1. ## Trigo

Two adjacent figures are represented by the isosceles trapezoid and the square.
What is the difference in the area of these two figures ?
EXAM TOMORROW ! and I dont understand

2. Hello cookiii

Welcome to Math Help Forum!
Originally Posted by cookiii
What is the measurement of the dimensions regular pentagon if one of the diagonals measures 10 cm? URGENTTT
The interior angles of a regular pentagon are each $\displaystyle 108^o$. So two of the sides, together with a diagonal, form an isosceles triangle whose angles are $\displaystyle 108^o, 36^o, 36^o$. Draw the line of symmetry of this triangle, and you'll see that the length of the side of the pentagon is $\displaystyle \frac{5}{\cos36^o}= 6.18$ cm (to 2 d.p.)

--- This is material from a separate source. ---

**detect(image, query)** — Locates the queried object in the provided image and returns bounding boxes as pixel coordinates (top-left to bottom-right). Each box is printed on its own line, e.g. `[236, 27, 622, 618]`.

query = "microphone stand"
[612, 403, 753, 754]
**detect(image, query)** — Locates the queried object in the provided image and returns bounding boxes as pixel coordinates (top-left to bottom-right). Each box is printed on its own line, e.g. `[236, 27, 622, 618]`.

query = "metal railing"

(If you need an exact answer, that's $\displaystyle 5(\sqrt5-1)$ - which I'll explain if necessary.)

3. ## Trigoo

thank you so muchh ! but i have another question because i have an exam tomorroww and i don't understand !
Two adjacent figures are represented by the isosceles trapezoid and the square.
What is the difference in the area of these two figures ?
I made it on word document so it would be easier to answer

4. Hello cookiii
Originally Posted by cookiii
thank you so muchh ! but i have another question because i have an exam tomorroww and i don't understand !
Two adjacent figures are represented by the isosceles trapezoid and the square.
What is the difference in the area of these two figures ?
I made it on word document so it would be easier to answer
Have a look at the attached diagram. You'll see that I've drawn in the height of the trapezium and marked the lengths of the sides of the right-angled triangle.

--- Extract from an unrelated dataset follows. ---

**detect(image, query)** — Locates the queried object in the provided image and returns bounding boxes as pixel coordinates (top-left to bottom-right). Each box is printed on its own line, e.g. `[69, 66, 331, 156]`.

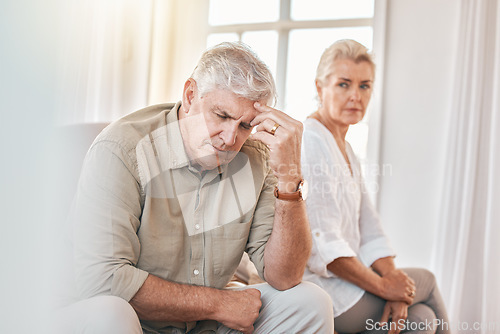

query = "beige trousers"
[335, 268, 451, 334]
[53, 282, 333, 334]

Can you see why $\displaystyle b = \tfrac12(33-21)=6$ cm?

Then $\displaystyle a = \frac{6}{\cos 77^o}$ and $\displaystyle h = 6\tan 77^o$. (I'll leave you to work those out.)

The area of the trapezium is $\displaystyle \tfrac12(33 + 21)h=27h$ and the area of the square is $\displaystyle a^2$. I hope you can complete the question now.